Nos bastidores, a informação é de que os cotistas já estavam sendo avisados sobre o impacto grande que veriam nas cotas e sobre as consequências de uma tese que tinha “dado errado”, como a gestora defendia em reuniões internas.

Segundo as fontes ouvidas pelo InfoMoney, o Pátria teria admitido que os maiores problemas envolviam a parte operacional e a estrutura de capital da Portfolio Centro Sul. Segundo elas, os empreendimentos foram construídos antes da crise de 2016, mas demoraram muito para maturar com a recessão e a pandemia.

Outro fator que atrapalhou é que havia uma expectativa de que o financiamento da estrutura de capital dos shoppings ocorresse por meio de linhas de financiamento subsidiada, o que não ocorreu devido ao cenário local da época.

Segundo informações disponíveis nas demonstrações financeiras do fundo, o produto possuía 2.066 ações ordinárias da Portfolio Centro Sul em dezembro de 2022 – o que representava cerca de 41% do capital subscrito da companhia.
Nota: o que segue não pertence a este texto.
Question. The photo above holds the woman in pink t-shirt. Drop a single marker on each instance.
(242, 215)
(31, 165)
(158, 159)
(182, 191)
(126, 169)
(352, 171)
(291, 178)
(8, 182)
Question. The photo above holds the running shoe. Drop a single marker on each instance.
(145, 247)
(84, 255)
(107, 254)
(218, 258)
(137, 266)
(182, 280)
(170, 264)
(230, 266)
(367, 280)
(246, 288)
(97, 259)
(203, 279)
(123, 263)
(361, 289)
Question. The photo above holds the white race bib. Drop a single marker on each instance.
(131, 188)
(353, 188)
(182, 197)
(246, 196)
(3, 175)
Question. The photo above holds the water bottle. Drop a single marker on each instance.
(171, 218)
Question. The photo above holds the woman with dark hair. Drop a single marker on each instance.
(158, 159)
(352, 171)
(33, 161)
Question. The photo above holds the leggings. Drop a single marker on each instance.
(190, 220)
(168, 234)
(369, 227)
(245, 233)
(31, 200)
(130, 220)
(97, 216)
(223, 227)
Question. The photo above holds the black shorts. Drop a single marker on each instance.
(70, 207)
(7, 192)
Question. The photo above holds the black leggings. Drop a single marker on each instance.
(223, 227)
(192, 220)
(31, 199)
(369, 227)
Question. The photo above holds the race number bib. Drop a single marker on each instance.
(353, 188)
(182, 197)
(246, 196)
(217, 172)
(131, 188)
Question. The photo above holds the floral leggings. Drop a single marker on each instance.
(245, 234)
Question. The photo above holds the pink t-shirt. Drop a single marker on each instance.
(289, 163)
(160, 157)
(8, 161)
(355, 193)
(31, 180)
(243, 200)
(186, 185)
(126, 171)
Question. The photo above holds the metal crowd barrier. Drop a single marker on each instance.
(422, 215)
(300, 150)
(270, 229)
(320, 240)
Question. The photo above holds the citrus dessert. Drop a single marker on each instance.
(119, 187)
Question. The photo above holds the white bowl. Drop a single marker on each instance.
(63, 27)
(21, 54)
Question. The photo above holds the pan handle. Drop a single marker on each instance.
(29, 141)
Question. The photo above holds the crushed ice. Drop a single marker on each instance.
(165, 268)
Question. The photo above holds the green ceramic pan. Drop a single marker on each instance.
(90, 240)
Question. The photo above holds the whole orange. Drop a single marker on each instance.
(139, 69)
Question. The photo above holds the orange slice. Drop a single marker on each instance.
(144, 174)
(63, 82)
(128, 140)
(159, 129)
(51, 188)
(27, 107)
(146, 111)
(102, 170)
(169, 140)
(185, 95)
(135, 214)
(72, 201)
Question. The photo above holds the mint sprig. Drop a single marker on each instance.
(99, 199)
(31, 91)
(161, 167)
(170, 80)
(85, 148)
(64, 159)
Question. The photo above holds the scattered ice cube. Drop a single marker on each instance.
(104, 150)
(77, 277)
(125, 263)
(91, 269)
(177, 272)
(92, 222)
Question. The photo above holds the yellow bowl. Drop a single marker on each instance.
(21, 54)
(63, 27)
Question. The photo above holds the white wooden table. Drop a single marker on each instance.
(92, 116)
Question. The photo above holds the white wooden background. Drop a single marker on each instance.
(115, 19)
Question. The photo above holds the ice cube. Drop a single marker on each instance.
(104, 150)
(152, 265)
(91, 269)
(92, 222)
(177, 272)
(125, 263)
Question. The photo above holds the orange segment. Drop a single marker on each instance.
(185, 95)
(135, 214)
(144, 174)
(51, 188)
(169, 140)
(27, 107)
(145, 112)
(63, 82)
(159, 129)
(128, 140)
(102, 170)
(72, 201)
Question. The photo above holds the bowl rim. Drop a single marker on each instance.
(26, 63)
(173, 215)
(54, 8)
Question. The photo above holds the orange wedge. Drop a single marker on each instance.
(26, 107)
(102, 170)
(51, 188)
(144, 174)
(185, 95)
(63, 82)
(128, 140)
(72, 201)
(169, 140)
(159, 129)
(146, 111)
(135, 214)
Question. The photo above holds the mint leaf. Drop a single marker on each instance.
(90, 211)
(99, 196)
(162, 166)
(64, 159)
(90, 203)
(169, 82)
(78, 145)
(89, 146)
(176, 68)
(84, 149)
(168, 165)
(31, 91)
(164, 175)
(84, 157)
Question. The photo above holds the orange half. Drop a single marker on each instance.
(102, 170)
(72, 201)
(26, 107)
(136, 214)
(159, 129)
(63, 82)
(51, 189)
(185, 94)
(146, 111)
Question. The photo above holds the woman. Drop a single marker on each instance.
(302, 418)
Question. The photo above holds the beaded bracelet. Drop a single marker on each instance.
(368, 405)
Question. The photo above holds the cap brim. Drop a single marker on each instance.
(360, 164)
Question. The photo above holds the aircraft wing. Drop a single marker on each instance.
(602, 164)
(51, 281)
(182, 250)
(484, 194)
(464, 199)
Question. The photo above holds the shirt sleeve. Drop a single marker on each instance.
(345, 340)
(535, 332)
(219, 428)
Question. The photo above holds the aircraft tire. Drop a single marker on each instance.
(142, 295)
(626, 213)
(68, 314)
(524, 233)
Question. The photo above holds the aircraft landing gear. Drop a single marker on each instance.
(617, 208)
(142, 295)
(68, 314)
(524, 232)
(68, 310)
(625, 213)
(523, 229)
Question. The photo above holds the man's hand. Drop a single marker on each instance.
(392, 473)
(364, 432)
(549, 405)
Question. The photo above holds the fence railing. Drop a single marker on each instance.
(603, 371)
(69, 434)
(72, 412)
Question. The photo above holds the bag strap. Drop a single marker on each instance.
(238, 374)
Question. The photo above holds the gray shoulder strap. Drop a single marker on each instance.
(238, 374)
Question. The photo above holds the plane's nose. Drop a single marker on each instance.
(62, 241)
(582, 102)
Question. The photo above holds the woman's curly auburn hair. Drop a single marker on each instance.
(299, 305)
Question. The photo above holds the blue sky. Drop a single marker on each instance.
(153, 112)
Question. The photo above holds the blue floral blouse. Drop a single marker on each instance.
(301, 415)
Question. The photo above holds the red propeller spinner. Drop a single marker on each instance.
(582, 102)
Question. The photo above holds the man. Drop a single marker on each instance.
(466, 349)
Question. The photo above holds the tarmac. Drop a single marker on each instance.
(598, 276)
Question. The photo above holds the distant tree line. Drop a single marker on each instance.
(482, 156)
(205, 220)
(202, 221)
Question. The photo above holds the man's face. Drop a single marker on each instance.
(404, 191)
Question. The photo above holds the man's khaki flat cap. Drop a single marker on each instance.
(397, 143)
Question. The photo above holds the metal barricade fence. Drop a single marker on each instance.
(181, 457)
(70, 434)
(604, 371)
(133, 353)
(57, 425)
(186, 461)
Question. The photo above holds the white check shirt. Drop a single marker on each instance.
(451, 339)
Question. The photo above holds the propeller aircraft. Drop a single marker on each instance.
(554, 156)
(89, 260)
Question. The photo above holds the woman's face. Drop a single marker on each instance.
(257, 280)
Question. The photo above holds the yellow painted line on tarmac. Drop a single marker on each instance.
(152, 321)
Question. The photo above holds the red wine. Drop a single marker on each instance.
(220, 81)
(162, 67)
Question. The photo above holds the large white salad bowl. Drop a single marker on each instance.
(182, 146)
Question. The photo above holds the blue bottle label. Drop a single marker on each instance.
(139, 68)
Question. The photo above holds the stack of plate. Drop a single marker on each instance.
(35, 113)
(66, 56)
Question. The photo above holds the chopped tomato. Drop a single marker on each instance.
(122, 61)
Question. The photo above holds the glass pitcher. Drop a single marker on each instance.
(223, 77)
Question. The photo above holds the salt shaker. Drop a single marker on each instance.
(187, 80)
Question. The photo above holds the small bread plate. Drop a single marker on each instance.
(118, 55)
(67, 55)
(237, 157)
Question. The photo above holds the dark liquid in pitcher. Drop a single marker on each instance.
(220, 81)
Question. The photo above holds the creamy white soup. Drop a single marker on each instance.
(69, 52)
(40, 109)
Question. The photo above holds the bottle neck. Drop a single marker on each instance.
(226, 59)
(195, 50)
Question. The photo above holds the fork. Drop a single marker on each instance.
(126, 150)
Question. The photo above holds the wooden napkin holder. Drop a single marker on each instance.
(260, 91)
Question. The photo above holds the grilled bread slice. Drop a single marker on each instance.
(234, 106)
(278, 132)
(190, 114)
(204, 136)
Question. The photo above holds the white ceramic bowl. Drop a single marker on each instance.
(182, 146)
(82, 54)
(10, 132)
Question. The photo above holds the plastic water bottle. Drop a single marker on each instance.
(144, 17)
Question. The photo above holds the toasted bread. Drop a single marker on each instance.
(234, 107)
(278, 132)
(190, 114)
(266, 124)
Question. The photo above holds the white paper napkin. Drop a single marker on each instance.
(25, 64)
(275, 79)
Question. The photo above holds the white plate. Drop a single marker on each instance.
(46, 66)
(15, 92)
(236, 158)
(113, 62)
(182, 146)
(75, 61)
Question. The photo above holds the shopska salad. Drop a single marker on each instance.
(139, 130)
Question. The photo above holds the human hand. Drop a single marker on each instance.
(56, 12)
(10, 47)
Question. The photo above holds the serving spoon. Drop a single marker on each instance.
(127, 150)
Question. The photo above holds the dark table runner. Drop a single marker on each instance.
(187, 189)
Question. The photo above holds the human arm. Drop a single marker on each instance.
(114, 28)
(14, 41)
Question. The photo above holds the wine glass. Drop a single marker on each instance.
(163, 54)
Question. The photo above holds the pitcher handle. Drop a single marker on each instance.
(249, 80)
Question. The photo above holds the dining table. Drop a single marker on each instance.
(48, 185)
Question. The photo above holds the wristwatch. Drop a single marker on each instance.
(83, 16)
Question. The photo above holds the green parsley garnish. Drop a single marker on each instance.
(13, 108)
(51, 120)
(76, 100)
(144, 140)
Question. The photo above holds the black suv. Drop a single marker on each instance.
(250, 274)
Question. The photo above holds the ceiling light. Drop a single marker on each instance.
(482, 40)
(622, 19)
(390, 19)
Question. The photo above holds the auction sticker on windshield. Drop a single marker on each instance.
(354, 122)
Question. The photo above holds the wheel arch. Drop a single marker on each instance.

Os documentos, porém, não informam o percentual que a alocação representava em relação ao patrimônio líquido do fundo.

Em um trecho do documento enviado pela EY, auditoria independente, no fim do ano passado, fica claro que a companhia passava por problemas.

No relatório, o auditor afirma que, como a Portfolio Centro Sul Participações não possuía imóveis a serem avaliados para a composição do ativo e determinação do valor justo da empresa, a empresa teve que considerar os seus ativos líquidos. “Ensejando um valor justo para o fundo de R$ 0 em 31 de dezembro de 2022”, observou a EY.

Os problemas com a Portfolio Centro Sul trouxeram fortes perdas para o produto, que acumulou rentabilidades negativas de -97,32% em 2022 e de -53,31% em 2021, segundo relatório apresentado nas demonstrações financeiras.

Para além do Pátria Special Opportunities II Fundo de Investimento em Participações (FIP) Multiestratégia, seis outros fundos da casa tinham exposição ao Portfolio Centro Sul.

Nesse caso, fontes ouvidas pelo InfoMoney disseram que a gestora teria utilizado o dinheiro do caixa dos outros produtos para arcar com o prejuízo referente ao desinvestimento na empresa – o que não foi possível no caso do Pátria Special Opportunities, porque não havia mais caixa.